On Optimal Offensive Strategies in Basketball

TL;DR

This paper uses game theory and dynamical systems to analyze whether basketball teams should predominantly shoot three-pointers, showing that such strategies are not necessarily optimal and depend on various payoff conditions.

Contribution

It introduces a game-theoretical framework to evaluate offensive strategies in basketball, revealing conditions under which two-point strategies may be more stable than three-point strategies.

Findings

Three-point strategies are not always optimal.

Local and global stability analyses identify conditions for strategy stability.

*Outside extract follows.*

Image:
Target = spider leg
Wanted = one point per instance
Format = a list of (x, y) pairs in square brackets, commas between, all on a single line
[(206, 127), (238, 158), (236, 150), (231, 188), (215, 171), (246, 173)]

Existence of Nash equilibria depends on payoff constraints.

Abstract

The purpose of this paper is to determine whether basketball teams who choose to employ an offensive strategy that involves predominantly shooting three point shots is stable and optimal. We employ a game-theoretical approach using techniques from dynamical systems theory to show that taking more three point shots to a point where an offensive strategy is dependent on predominantly shooting threes is not necessarily optimal, and depends on a combination of payoff constraints, where one can establish conditions via the global stability of equilibrium points in addition to Nash equilibria where a predominant two-point offensive strategy would be optimal as well. We perform a detailed fixed-points analysis to establish the local stability of a given offensive strategy. We finally prove the existence of Nash equilibria via global stability techniques via the monotonicity principle. We believe that this work demonstrates that the concept that teams should attempt more three-point shots because a three-point shot is worth more than a two-point shot is therefore, a highly ambiguous statement.